Packages required for this post:

1
2
3

suppressPackageStartupMessages(library(dplyr)) # manipulating data
library(ggplot2) # data visualisation
library(magrittr) # piping (to be elaborated on throughout the post)

Warning message:
"package 'ggplot2' was built under R version 3.6.1"

Getting to know magrittr

Magrittr (pronounced with a sophisticated French accent, as per the introductory vignette) is an incredibly powerful R package that forms the foundation of the tidyverse. In my personal opinion, it is one of the most underrated packages in the R ecosystem. Without its existence, my productivity in R would be severely hampered.

The most fundamental tool this package offers is called the “pipe” operator, %>%. The purpose of this operator is to take the value on the left hand side (LHS) and pass it into whatever function call is on the right hand side (RHS) as the first argument. In other words, if you write something along the lines of x %>% f(), this will be evaluated as f(x). More generally if your function already has some filled parameters as in x %>% f(y, z), this is evaluated as f(x, y, z). This lets you produce chunks of code called “pipelines” which use multiple pipe operators to create a continual flow of functions, the output of one being passed on to the next such as in this example.

# data manipulation without magrittr
cars_subset <- filter(mtcars, mpg > 15)
cars_grouped <- group_by(cars_subset, cyl)
cars_aggregate <- summarise(cars_grouped, mean = mean(disp))
cars_sort <- arrange(cars_aggregate, desc(mean))
cars_sort

cyl	mean
<dbl>	<dbl>
8	320.0500
6	183.3143
4	105.1364

# data manipulation with magrittr
mtcars %>% 
  filter(mpg > 15) %>%
  group_by(cyl) %>%
  summarise(mean = mean(disp)) %>%
  arrange(desc(mean))

cyl	mean
<dbl>	<dbl>
8	320.0500
6	183.3143
4	105.1364

As you can see, we get the exact same result in either. However, there is no question that the second method, using magrittr, is easier to follow and is far simply to write due to its reduced code duplication. Using magrittr lets you avoid the use of any temporary variables such as cars_grouped and cars_sort and lets you produce one long pipeline with each function leading naturally into the next. Furthermore, using the pipe operator makes your code far more interpretable to anyone less tech-savvy. The pipeline is written in the same way that you would describe the data manipulation process: take the data, filter it for certain MPG, group by number of cylinders, find the mean of each group, arrange the rows using this mean in descending order and print the output. If you’ve never seen magrittr before, I hope that this example confirms its place in your data science tool-kit.

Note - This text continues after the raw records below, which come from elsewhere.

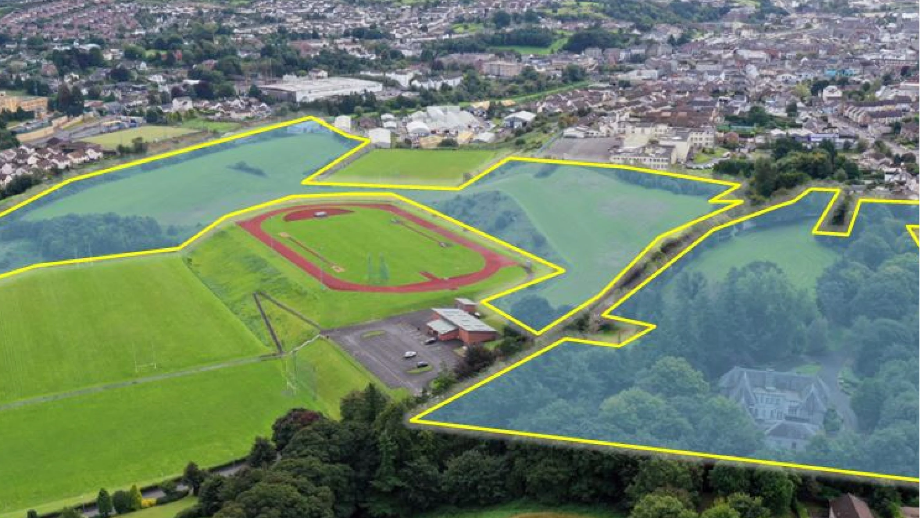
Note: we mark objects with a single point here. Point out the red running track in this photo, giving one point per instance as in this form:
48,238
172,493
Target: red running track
493,260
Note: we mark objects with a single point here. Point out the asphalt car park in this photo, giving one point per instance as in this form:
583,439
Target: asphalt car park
382,346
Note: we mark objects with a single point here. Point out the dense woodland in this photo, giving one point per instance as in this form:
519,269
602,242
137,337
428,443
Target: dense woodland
370,464
791,165
662,389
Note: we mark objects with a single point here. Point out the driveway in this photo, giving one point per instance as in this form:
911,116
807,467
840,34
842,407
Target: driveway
381,346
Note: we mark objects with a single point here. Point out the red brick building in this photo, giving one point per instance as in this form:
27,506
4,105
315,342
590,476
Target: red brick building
456,324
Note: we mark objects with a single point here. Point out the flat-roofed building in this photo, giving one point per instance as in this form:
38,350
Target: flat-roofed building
11,103
305,90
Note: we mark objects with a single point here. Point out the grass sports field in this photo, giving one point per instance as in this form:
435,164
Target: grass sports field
372,246
615,221
792,247
147,432
147,133
234,264
86,325
200,186
438,167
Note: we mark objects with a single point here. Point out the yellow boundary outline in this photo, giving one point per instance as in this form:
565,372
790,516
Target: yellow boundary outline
556,270
280,201
648,327
719,199
363,143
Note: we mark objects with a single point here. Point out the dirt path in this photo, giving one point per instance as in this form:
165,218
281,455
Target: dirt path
137,381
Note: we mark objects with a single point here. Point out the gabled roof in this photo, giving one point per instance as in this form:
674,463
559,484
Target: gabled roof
849,506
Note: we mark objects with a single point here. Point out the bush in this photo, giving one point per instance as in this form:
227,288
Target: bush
121,501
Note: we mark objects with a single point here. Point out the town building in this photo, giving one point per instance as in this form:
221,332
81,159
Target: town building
380,137
11,103
519,119
849,506
303,90
502,68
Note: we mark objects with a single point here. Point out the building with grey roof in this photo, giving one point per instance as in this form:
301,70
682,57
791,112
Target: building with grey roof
789,407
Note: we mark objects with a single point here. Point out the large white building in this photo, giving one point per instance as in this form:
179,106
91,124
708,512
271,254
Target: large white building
305,90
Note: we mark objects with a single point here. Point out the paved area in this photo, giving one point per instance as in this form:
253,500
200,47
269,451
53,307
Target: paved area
380,346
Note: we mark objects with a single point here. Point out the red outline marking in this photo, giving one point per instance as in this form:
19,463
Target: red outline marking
493,260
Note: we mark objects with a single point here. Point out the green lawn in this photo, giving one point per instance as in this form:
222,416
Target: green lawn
556,46
200,186
525,509
359,241
64,451
85,325
147,133
234,264
792,247
605,222
437,167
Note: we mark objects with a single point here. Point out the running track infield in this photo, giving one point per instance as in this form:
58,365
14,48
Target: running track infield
494,261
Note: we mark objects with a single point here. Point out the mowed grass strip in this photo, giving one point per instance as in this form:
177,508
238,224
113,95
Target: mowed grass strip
435,167
527,509
374,247
791,247
78,326
234,264
68,449
147,133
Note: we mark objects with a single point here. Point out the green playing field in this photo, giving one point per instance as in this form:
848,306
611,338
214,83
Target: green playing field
372,246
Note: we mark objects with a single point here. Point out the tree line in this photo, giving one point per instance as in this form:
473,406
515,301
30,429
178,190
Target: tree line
369,464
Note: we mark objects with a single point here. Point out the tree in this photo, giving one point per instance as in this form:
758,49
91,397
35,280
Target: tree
475,478
475,360
286,501
671,377
747,506
776,489
262,454
720,511
137,499
658,474
293,421
660,506
209,496
193,476
501,19
104,503
726,479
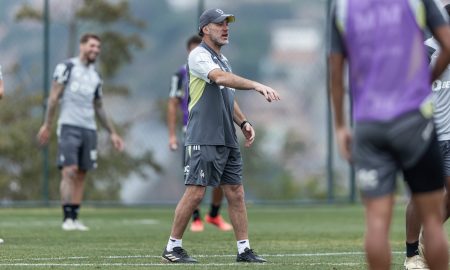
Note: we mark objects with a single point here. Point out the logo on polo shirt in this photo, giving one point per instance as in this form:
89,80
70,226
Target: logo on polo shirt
367,179
439,85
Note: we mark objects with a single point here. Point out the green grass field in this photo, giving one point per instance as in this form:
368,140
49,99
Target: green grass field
303,237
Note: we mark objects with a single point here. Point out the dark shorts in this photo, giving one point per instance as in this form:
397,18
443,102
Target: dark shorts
407,143
445,150
210,165
77,146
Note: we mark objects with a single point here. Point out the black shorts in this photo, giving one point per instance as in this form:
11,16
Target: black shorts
408,144
211,165
77,146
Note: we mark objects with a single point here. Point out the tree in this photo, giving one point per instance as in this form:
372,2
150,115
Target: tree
21,110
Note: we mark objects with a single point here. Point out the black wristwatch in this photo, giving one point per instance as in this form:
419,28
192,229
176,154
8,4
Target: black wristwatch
243,124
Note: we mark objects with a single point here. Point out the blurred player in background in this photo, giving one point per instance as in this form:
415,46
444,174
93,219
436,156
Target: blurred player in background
178,97
78,87
213,155
441,98
390,84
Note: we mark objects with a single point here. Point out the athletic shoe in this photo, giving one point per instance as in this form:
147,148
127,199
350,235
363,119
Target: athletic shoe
219,222
80,226
421,245
415,263
178,255
197,226
68,225
249,256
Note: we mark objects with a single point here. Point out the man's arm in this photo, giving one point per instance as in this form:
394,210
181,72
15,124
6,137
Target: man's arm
437,22
52,104
107,124
172,105
442,35
229,79
2,90
247,129
336,62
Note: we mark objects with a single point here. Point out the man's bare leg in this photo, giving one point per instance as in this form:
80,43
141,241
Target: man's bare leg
378,220
192,197
429,207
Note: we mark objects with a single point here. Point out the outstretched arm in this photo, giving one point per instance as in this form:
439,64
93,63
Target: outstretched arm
229,79
442,34
246,128
107,124
52,104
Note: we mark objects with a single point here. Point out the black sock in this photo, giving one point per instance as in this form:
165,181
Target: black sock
196,214
67,211
214,212
75,210
412,249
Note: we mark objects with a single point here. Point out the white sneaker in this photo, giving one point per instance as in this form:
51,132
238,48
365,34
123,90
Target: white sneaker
80,226
68,225
415,263
421,245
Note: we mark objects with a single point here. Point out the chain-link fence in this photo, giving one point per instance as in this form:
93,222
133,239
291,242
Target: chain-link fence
279,43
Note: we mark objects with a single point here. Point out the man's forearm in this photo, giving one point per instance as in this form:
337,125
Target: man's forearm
337,89
232,80
238,116
172,116
50,112
103,118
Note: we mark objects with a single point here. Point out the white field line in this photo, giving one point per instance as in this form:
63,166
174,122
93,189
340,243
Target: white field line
325,254
167,264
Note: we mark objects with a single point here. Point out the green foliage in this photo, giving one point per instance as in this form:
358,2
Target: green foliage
117,51
27,12
117,46
21,158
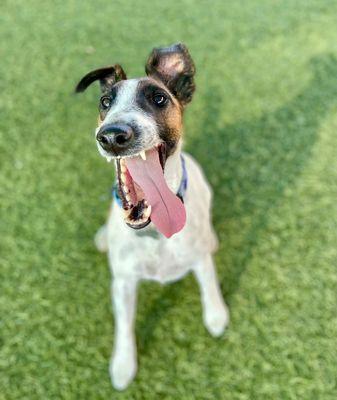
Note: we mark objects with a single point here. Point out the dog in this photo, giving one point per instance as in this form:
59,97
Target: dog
159,226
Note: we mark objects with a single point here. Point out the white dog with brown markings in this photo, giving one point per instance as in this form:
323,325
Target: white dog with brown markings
160,226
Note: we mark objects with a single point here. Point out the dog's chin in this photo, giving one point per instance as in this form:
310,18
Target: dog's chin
136,210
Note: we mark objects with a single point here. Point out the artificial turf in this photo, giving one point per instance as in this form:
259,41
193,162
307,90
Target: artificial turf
263,125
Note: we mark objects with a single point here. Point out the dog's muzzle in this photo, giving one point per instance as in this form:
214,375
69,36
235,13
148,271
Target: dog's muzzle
115,138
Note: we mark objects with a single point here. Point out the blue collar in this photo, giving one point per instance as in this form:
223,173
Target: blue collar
181,191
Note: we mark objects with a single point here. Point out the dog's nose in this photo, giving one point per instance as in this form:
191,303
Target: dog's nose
115,137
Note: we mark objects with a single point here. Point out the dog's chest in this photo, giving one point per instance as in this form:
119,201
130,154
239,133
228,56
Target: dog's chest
149,255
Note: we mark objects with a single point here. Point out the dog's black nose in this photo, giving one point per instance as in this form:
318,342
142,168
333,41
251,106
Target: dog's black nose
115,137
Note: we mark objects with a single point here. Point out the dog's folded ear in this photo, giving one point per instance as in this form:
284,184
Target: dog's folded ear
175,68
107,77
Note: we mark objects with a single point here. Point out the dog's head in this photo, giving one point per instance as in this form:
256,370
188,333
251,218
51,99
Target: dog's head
136,115
141,119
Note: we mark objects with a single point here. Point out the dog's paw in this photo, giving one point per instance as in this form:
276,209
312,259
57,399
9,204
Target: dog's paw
123,368
216,320
101,239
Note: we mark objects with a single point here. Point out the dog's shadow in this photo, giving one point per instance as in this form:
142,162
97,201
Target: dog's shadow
250,164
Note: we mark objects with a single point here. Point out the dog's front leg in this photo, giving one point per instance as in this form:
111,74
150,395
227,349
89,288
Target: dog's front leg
215,312
123,364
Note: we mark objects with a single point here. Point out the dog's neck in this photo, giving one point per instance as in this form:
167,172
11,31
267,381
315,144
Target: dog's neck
173,169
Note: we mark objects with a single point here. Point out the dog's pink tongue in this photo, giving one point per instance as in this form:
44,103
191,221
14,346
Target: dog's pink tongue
168,212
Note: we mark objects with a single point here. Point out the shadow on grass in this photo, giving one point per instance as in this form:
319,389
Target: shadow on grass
255,162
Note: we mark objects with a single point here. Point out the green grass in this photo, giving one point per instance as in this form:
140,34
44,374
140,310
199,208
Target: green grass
263,124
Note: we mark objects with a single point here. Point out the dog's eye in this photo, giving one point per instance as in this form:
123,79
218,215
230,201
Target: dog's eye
105,102
159,99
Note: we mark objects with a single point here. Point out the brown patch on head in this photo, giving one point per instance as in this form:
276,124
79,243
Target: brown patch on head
175,68
168,117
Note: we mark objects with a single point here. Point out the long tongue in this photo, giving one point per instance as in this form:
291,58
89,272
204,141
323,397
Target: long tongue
167,211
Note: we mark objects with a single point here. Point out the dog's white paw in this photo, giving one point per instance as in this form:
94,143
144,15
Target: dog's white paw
216,319
123,368
101,239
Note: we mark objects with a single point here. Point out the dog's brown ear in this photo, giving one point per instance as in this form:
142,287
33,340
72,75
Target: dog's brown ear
175,68
107,77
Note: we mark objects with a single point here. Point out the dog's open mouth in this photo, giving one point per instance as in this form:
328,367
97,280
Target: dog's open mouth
145,195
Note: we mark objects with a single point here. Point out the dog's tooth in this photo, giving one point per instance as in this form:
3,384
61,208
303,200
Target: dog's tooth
126,213
143,155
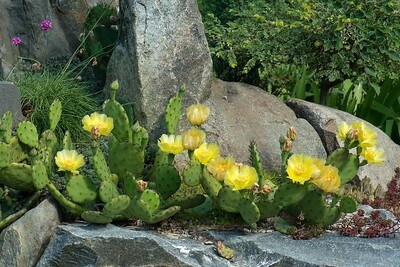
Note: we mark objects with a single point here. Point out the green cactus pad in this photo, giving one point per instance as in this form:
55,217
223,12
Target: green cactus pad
313,206
126,158
210,185
348,205
187,202
116,206
289,193
228,199
121,130
283,227
114,178
152,200
130,186
27,134
193,173
55,114
18,154
67,141
39,175
96,217
107,191
164,214
268,209
112,141
6,127
81,189
173,113
5,155
100,165
140,135
17,176
346,163
249,212
167,180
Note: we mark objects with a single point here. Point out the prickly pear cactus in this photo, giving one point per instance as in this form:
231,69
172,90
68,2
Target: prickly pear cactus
249,212
193,173
229,200
173,111
27,134
346,163
167,180
289,193
126,158
81,189
5,154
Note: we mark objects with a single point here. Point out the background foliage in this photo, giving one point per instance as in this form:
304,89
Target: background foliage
345,54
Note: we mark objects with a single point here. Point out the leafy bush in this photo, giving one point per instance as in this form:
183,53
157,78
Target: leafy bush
267,42
39,90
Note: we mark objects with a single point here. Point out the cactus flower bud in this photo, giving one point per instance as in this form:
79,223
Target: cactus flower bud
141,185
291,134
193,138
287,146
197,114
114,85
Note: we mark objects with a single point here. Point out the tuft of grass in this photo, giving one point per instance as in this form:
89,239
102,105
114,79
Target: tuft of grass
39,90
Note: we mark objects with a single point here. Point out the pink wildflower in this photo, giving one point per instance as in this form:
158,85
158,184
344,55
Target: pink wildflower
16,40
46,25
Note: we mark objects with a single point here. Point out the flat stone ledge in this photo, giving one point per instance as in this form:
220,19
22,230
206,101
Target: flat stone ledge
91,245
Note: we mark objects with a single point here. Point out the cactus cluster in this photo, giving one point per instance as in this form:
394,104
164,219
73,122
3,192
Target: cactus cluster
18,154
119,190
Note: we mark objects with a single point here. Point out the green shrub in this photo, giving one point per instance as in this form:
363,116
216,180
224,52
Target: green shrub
39,90
266,43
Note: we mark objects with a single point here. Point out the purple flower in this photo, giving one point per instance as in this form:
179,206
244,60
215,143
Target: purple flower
16,40
46,25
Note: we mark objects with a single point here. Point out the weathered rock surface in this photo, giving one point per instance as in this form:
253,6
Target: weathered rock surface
241,113
10,100
324,120
88,245
22,243
23,18
162,46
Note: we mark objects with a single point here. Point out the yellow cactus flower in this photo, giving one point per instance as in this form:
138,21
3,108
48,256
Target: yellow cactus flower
343,128
193,138
219,166
69,160
373,155
206,152
197,114
243,177
171,143
366,136
328,179
102,124
301,168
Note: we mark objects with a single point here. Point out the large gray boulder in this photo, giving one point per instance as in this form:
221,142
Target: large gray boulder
23,242
23,18
88,245
325,119
10,100
162,46
241,113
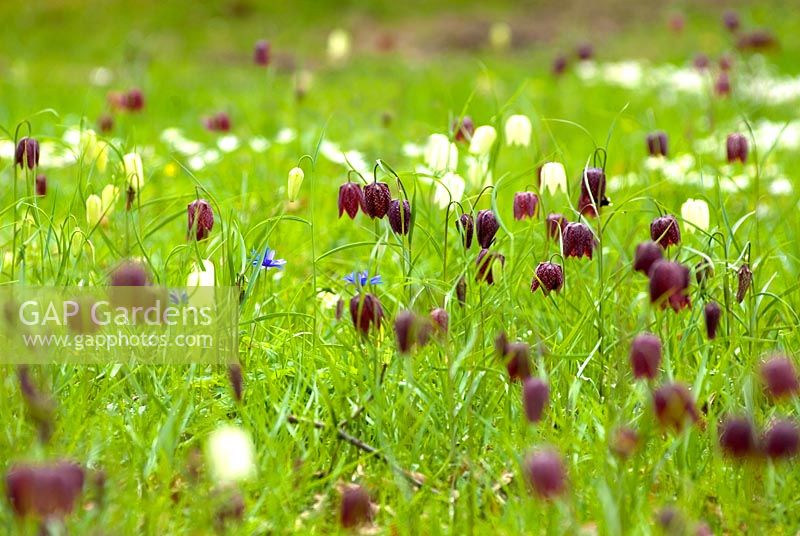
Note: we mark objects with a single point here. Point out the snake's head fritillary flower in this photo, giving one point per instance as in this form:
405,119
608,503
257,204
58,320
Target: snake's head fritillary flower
645,356
351,197
526,205
780,377
673,405
545,473
201,219
657,143
400,219
486,226
665,231
377,199
736,147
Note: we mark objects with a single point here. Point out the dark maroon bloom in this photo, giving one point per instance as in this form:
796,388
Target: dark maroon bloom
549,276
201,219
486,226
366,310
518,364
41,185
463,129
556,224
377,198
400,220
745,279
781,440
712,313
737,148
355,508
673,405
546,473
657,143
731,20
466,225
647,253
665,231
780,377
261,53
578,240
535,394
526,205
645,356
27,153
669,282
737,437
44,491
486,265
350,198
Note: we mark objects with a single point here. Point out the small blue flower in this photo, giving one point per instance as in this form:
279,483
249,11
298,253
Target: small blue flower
360,279
268,260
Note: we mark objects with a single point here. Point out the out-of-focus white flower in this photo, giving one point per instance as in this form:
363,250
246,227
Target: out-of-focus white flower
482,140
500,35
134,171
554,177
229,453
201,276
695,213
294,182
449,188
518,130
440,154
338,45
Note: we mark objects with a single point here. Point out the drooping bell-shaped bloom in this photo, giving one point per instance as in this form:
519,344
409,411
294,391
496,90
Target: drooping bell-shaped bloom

Anyone familiar with the use of tidyverse packages, though, will most likely recognise this operator. This is because it is included in the packages dplyr and tidyr - tidyverse packages for data manipulation and tidying respectively- and most likely others too. Paradoxically, this inclusion is in fact unfavourable for magrittr‘s full adoption as it leads many people to believe that this is as far as piping in R reaches, but that is far from the truth. Using the magrittr package directly (as opposed to through another tidyverse package), gives you access to several other pipe operator variants which offer you even more power over your workflow. Furthermore there are plenty of tricks involving magrittr that many people are unaware of. In this blog post, I wish to give a thorough introduction to the main features of the package through the use of practical examples. I hope that I can convince you that magrittr is truly one of the most important packages in the R ecosystem for the productive developer.

Further pipe operators

All printing has been disabled in this post to avoid adding unnecessary baggage. All of the examples are self-contained however so if you which to see their output, you can simply copy the chunks to your own R session and run them, provided you have dplyr and magrittr installed and loaded.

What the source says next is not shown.